Rapid identification of monospecific monoclonal antibodies using a human proteome microarray

Abstract

To broaden the range of tools available for proteomic research, we generated a library of 16,368 unique full-length human ORFs that are expressible as N-terminal GST-His(6) fusion proteins. Following expression in yeast, these proteins were then individually purified and used to construct a human proteome microarray. To demonstrate the usefulness of this reagent, we developed a streamlined strategy for the production of monospecific monoclonal antibodies that used immunization with live human cells and microarray-based analysis of antibody specificity as its central components. We showed that microarray-based analysis of antibody specificity can be performed efficiently using a two-dimensional pooling strategy. We also demonstrated that our immunization and selection strategies result in a large fraction of monospecific monoclonal antibodies that are both immunoblot and immunoprecipitation grade. Our data indicate that the pipeline provides a robust platform for the generation of monoclonal antibodies of exceptional specificity.

Fig. 1.

Construction of a human proteome microarray. A human ORF collection was mobilized into a yeast galactose-inducible GST fusion vector (pEGH-A) using Gateway-mediated site-specific recombination. Individual clones were verified to have correctly sized inserts by BsrGI digestion. Clones with confirmed identities were transformed into yeast, and large scale protein expression and purification were performed. Protein size and purity were tested by anti-GST immunoblotting. Protein samples were printed on a glass slide in duplicate, and printed spots were visualized by anti-GST antibody.

Fig. 2.

Evaluation of human proteome microarray quality. a, a representative image of a protein microarray.
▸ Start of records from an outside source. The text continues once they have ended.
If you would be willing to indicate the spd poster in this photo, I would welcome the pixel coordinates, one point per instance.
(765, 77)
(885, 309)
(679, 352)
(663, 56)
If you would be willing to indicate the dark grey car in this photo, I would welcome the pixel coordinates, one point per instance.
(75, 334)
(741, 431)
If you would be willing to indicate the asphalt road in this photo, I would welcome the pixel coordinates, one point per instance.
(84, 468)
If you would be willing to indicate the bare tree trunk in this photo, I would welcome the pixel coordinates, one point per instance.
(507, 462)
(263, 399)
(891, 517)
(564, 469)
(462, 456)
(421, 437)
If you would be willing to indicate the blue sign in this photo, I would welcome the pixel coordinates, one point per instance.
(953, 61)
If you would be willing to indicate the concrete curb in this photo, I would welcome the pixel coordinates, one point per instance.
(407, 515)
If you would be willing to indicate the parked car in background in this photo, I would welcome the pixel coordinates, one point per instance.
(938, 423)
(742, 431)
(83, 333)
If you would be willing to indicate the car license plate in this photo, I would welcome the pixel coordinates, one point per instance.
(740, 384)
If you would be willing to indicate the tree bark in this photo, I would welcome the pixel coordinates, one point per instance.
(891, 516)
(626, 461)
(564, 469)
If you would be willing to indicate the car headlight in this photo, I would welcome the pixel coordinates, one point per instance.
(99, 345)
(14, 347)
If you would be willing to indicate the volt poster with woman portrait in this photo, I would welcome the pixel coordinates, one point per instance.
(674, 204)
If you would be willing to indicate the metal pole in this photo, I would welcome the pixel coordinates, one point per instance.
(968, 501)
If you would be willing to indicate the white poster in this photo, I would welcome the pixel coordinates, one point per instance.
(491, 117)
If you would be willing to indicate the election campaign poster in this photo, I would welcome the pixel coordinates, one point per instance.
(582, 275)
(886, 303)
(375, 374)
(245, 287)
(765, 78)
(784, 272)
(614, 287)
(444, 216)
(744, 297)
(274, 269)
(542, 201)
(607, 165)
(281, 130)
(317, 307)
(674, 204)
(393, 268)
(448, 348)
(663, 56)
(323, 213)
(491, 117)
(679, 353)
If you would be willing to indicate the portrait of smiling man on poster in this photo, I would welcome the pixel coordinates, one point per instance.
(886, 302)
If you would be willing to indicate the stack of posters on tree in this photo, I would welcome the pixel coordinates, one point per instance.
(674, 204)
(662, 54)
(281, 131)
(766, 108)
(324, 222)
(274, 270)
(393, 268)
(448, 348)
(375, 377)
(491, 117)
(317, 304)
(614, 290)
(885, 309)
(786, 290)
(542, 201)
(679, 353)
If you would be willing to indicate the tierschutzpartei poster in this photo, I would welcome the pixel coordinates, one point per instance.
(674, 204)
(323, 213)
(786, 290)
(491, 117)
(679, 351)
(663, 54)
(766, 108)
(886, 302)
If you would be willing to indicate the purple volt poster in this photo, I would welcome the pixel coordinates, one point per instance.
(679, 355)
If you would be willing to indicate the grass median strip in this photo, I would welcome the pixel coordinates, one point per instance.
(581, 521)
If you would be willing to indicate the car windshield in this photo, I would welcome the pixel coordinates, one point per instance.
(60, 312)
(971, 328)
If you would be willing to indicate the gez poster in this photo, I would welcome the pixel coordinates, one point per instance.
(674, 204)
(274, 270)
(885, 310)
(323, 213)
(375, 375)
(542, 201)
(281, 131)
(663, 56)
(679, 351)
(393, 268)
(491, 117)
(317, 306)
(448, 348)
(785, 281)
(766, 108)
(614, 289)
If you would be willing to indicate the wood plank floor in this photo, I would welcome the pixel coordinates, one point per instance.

A protein microarray was incubated with anti-GST antibody, and printed spots were identified by probing with an anti-rabbit Alexa Fluor 555 conjugate. b, a histogram of foreground and background signal intensities. The x axis represents log₁₀ scale. c, endogenous distribution of target proteins. d, protein expression levels with different subcellular localization. e, protein expression level by different protein families. f, protein expression level by protein length. The small boxes in d and e represents mean values.

Fig. 3.

Strategy for identification of highly specific mAbs. Various different live human cell lines were used for immunization of BALB/c mice. The resulting hybridomas were tested for secretion of IgG and were used for ICC for the cell lines used. ICC-positive supernatants were combined in 12 × 12 two-dimensional pools, which were then used to probe the human proteome microarrays. Data from pooled samples were deconvoluted, and the candidate monospecific mAbs were then probed to the human proteome microarrays individually. Examples of antigens recognized by monospecific mAbs are shown.

Fig. 4.

Analysis of highly specific mAbs in different research applications. To validate the specificities of individual mAbs, a series of experiments was performed. a, representative ICC data are shown for endogenous proteins in HeLa (XRCC5, RAB8A), HL-60 (DLAT), and HCT116 cells (ANXA2). b, shRNA knockdown of target antigens. Plasmids driving expression of target proteins tagged on the N terminus with the V5 epitope were then transfected either with corresponding shRNA or without shRNA expression constructs. The resulting cell lysates were analyzed by immunoblot with each mAb in question and anti-V5 antibody for validation of antigen specificity. In each sample, the first lane shows expression construct, the second lane shows co-transfection of expression and shRNA expression construct, and the third lane shows no transfection showing endogenous protein detection. c, IP assays. Immunoprecipitation was performed to test whether mAbs recognize native antigens. V5 fusion constructs were transfected in HeLa cells. Along with input cell lysate, IP was performed with or without mAbs (negative control). As a positive control, anti-V5 antibody was used to pull down target V5 fusion antigen proteins. First lane, input; second lane, mAb IP; third lane, no antibody (negative control); fourth lane, anti-V5 IP (positive control). d, assays for which highly specific mAbs were proven effective. The diagram summarizes the assays for which individual purified highly specific mAbs were confirmed to be specifics. IB, immunoblot.